“All Things unto Me Are Spiritual”
Doctrine and Covenants 29:31–35
31 For by the power of my Spirit created I them; yea, all things both spiritual and temporal—
32 First spiritual, secondly temporal, which is the beginning of my work; and again, first temporal, and secondly spiritual, which is the last of my work—
33 Speaking unto you that you may naturally understand; but unto myself my works have no end, neither beginning; but it is given unto you that ye may understand, because ye have asked it of me and are agreed.
34 Wherefore, verily I say unto you that all things unto me are spiritual, and not at any time have I given unto you a law which was temporal; neither any man, nor the children of men; neither Adam, your father, whom I created.

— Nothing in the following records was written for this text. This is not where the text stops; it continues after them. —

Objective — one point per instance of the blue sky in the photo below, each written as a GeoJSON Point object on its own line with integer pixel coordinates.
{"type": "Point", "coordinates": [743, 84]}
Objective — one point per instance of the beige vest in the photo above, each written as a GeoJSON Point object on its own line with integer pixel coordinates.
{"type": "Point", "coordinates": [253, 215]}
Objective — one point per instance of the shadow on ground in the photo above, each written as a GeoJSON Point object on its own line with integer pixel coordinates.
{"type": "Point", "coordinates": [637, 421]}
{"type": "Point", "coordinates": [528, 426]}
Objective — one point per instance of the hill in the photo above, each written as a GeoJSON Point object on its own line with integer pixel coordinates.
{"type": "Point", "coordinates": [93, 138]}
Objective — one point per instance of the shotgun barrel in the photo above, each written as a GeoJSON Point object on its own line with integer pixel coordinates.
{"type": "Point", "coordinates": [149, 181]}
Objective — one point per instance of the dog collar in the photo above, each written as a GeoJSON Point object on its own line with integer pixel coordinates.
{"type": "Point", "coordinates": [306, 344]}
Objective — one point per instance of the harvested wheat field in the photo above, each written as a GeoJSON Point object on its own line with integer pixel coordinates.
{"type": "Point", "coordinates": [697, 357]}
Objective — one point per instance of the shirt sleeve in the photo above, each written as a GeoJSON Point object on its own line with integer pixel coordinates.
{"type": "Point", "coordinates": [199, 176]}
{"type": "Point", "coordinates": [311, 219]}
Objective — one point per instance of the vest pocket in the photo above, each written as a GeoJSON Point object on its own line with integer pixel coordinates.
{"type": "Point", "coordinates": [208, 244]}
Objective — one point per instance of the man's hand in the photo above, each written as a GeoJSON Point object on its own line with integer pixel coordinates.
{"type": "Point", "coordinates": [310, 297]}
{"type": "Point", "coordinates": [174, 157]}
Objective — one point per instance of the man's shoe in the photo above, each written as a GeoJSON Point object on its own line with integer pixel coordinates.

35 Behold, I gave unto him that he should be an agent unto himself; and I gave unto him commandment, but no temporal commandment gave I unto him, for my commandments are spiritual; they are not natural nor temporal, neither carnal nor sensual.
Elder Hyrum M. Smith and Janne M. Sjödahl wrote:
“. . . All things, both temporal and spiritual, are created. There is a pre-existence.
“. . . The first creation was spiritual, the second temporal. The temporal will again become spiritual, and the first will become the last, as the last is the first, or, in other words, the spiritual existence is both first and last.
“. . . However, the expression ‘first’ and ‘last’ are only employed for the sake of human understanding. From the divine point of view there is neither beginning nor end. God’s works are as eternal as He is. This is beyond human understanding, except in so far as the poetic imagination offers an explanation:
“‘Nature is but a name for an effect
Whose cause is God. He feeds the secret fire
By which the mighty process is maintained.
[All things] are under one. One Spirit, His
Who wore the platted thorns with bleeding brows,
Rules Universal nature.’—Cowper.
“. . . Note that this revelation [D&C 29] was given in answer to united prayer by the Elders in the house of the Prophet.
“. . . Man makes a distinction between temporal and spiritual laws, and some are very much concerned about keeping the two separate. To the Lord everything is both spiritual and temporal, and the laws He gives are consequently spiritual, because they concern spiritual beings. When He commanded Adam to eat bread in the sweat of his brow, or Moses to strike the rock that the people might drink, or the Prophet Joseph to erect the Nauvoo House, or the Saints in Utah to build fences and roads, such laws were for their spiritual welfare, as well as physical. To obey such laws, when given, is a spiritual duty. One who performs his daily labor ‘as to the Lord, and not to men’ [Ephesians 6:7] derives spiritual benefit from whatever his duties are.”